The European sovereign debt crisis was never meant to be Merkel's defining moment or her lasting legacy. Her moment was her election in 2005. As the first woman-a physicist and the daughter of a Lutheran minister-and the first politician from the former East Germany to become chancellor, Merkel herself was the message that Germany had entered a new, post-reunification political era.
Reelected in September 2009 with 33.8 percent of the vote, combined with a more closely aligned ideological coalition, Merkel's historic moment appeared to be solidified. But two months later, a Greek budget crisis began, resulting in the near collapse of the Greek financial sector in May 2010 and eliciting the first of no less than 20 European crisis summits in an attempt to solve, re-solve, or not solve at all, a deepening and widening debt crisis.
Merkel the brilliant political tactician has been on full display over the past two years, reflected in her near 70 percent popularity among the German electorate. Merkel's message has remained publicly tough, insisting that countries that run into debt and deficit difficulties must change their errant ways. This played well to an increasingly skeptical German taxpayer and her fractious coalition, providing encouragement for Merkel's reelection bid in 2013.
At the same time, Merkel supported more European integration, with the German parliament supporting three bailout packages (for Greece, Ireland, and Portugal) and two bailout funding mechanisms (the European Financial Stability Fund and the European Stability Mechanism, or ESM) to the tune, thus far, of nearly €650 billion of German taxpayer funds. Despite two German resignations from the European Central Bank (ECB) Executive Committee and growing hostility from the Bundesbank and prominent German economists, Merkel has also given her blessing to €1 trillion in ECB long-term refinancing operations and, following the September 6 ECB Governing Council meeting, unlimited bond purchases on the secondary market of distressed euro zone economies.
Merkel has had it both ways politically. But as she has juggled demands for greater austerity and bailout support, her political maneuverability has been constricted by her national constitution and the power of the German Constitutional Court based in Karlsruhe. Repeated rulings from Karlsruhe have granted more oversight power to the German parliament while allowing European-level decisions to proceed.
On September 12, the Constitutional Court will determine if the €700 billion ESM and fiscal compact treaty are consistent with the German constitution or Basic Law. Some anticipate the Constitutional Court's answer will find a way for the ESM to proceed with yet more parliamentary restrictions.
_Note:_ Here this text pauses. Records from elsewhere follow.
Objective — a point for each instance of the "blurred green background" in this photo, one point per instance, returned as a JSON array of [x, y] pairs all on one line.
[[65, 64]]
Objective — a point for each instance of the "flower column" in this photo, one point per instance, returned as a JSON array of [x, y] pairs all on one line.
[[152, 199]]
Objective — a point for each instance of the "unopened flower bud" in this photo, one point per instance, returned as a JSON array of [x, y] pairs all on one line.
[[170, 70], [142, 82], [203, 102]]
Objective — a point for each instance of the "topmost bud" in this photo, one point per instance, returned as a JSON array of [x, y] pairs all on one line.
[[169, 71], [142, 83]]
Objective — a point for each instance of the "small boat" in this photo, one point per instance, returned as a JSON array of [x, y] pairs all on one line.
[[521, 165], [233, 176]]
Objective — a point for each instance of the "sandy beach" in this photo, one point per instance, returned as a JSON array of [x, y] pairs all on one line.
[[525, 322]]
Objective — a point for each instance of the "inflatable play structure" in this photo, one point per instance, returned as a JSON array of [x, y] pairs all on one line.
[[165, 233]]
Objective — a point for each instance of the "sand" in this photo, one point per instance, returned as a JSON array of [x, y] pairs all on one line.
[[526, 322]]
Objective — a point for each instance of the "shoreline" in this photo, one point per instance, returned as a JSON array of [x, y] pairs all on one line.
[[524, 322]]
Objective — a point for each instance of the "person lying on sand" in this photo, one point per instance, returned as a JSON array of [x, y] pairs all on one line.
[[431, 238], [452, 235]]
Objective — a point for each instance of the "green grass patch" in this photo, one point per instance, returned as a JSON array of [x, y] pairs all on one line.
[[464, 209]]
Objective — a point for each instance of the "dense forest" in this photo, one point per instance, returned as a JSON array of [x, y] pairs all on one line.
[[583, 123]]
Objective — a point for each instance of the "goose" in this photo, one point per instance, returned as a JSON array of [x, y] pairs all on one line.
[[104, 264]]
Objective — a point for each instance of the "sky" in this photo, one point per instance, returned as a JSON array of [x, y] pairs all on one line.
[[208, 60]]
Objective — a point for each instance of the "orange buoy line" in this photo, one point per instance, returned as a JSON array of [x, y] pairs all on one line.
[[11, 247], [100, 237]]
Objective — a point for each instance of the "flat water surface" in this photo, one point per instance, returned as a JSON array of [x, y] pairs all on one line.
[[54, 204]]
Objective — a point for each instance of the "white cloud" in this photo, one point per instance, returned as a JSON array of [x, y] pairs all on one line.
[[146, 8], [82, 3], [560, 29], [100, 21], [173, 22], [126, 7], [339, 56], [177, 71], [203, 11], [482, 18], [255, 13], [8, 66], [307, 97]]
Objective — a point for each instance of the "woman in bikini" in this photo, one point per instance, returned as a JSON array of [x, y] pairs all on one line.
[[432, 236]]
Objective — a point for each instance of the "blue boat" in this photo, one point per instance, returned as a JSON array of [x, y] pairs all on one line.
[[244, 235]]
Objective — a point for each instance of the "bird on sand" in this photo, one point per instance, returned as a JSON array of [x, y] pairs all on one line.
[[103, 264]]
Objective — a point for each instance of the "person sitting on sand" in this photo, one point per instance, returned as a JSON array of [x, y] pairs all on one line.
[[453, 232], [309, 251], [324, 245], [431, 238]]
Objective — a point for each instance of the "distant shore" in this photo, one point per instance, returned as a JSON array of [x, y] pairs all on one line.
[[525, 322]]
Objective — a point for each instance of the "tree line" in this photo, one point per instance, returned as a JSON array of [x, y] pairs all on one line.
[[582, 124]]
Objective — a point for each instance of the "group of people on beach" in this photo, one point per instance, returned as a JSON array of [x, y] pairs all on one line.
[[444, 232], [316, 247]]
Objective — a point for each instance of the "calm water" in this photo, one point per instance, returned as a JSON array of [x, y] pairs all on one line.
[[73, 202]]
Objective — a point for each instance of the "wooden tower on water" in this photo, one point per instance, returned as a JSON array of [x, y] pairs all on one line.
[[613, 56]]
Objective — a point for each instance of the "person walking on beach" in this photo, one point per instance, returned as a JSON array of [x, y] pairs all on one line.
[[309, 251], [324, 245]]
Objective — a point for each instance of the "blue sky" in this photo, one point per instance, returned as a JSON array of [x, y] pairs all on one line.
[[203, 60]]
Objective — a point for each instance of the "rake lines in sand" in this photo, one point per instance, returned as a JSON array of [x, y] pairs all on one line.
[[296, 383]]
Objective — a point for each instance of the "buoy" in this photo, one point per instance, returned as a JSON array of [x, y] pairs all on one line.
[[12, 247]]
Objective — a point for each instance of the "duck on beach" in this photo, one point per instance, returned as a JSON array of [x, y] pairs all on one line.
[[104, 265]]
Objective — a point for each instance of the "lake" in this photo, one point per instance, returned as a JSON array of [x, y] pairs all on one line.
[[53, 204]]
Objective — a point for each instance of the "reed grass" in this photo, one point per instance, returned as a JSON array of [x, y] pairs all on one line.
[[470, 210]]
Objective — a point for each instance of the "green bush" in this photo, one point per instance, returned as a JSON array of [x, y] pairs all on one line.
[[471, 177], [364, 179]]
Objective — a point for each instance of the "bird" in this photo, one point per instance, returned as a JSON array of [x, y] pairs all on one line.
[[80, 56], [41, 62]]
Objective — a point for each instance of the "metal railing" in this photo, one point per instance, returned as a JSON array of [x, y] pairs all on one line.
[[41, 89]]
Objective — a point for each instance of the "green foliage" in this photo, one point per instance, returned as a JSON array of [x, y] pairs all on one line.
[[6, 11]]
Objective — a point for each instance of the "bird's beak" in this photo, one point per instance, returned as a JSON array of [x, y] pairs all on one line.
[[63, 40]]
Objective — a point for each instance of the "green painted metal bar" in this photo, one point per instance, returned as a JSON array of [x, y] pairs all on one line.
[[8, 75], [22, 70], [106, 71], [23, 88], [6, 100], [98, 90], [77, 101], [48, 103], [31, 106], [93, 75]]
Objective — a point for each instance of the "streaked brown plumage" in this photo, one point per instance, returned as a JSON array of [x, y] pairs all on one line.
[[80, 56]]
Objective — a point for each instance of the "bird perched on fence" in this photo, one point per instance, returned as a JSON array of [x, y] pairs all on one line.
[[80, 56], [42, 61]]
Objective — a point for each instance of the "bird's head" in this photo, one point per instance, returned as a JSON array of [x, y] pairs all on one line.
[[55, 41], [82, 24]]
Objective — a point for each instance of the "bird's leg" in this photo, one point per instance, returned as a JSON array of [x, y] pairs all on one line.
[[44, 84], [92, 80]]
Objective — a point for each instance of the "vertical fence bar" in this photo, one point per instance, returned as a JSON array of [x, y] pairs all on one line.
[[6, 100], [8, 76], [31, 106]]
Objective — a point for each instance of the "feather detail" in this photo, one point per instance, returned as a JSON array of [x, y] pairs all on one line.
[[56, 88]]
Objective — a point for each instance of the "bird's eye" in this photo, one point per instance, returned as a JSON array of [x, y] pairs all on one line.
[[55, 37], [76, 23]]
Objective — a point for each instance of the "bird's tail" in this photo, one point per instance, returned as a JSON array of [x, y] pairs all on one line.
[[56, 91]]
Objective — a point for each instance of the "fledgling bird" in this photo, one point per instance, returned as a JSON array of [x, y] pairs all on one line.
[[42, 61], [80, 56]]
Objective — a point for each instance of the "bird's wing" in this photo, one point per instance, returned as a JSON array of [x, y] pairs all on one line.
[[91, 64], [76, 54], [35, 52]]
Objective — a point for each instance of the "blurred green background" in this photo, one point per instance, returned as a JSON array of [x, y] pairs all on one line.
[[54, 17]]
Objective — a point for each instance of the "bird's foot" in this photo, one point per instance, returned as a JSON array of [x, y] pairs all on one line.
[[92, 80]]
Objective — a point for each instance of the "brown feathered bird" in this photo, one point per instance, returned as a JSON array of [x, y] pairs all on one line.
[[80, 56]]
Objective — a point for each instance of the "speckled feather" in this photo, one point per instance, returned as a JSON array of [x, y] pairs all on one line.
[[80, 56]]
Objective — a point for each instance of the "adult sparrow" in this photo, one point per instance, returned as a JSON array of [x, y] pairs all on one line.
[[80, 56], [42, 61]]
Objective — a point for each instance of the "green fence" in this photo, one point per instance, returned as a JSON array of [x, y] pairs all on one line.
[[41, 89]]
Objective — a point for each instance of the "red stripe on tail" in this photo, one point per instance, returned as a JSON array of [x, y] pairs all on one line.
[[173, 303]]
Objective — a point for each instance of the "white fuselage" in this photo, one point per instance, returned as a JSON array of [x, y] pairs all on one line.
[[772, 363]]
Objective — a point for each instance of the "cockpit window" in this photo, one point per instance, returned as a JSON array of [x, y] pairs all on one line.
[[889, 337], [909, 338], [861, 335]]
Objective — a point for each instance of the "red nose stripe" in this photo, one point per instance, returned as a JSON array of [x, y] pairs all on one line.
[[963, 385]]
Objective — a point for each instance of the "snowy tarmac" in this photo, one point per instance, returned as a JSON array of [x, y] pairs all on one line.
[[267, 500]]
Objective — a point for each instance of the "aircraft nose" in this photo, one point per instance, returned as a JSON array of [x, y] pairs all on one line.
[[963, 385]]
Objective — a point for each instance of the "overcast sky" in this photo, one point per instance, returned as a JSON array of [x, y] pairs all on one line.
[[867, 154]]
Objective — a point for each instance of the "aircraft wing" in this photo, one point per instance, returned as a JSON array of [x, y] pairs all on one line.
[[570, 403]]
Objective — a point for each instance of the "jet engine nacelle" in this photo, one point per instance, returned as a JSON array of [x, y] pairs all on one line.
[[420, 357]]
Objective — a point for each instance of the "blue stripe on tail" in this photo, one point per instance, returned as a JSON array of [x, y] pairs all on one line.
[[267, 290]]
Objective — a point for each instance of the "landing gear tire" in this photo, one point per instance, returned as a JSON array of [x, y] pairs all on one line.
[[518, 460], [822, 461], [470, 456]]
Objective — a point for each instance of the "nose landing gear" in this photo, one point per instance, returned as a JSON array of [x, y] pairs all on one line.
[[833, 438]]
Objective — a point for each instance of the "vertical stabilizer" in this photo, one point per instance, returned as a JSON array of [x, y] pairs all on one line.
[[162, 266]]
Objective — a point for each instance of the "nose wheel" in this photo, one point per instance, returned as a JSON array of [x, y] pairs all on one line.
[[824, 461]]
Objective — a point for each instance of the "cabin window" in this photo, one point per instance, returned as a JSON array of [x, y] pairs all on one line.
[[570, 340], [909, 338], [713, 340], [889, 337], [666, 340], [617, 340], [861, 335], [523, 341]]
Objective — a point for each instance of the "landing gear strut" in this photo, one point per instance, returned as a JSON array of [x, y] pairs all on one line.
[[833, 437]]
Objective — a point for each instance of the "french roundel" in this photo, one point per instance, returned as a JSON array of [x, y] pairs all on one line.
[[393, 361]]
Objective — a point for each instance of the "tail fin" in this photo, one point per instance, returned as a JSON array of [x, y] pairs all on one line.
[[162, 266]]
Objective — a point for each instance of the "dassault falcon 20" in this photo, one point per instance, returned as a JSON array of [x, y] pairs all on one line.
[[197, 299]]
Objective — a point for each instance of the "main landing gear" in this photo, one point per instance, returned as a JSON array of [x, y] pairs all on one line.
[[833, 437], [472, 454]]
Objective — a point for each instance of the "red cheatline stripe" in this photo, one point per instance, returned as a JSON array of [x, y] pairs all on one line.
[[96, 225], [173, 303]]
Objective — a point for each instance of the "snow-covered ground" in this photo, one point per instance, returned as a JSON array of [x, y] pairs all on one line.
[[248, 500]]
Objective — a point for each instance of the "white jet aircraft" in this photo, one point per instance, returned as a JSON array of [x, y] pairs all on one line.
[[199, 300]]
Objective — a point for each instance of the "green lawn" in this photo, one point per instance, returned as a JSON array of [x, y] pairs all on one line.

The answer could also be "yes, but." Yes, the ESM can proceed, but only if the 1949 Basic Law is changed. This will be extremely difficult to accomplish, as the only way to amend the Basic Law is by a two-thirds majority in both the lower and upper houses of the Bundestag. This is why there is growing speculation about holding a national referendum to decide the issue. The problem with asking the German people what they think about handing more sovereignty to Brussels is that the act itself is unconstitutional. Article 146 of the Basic Law only provides for the possibility of a national plebiscite to initiate the drafting of a new constitution, not changing the Basic Law itself.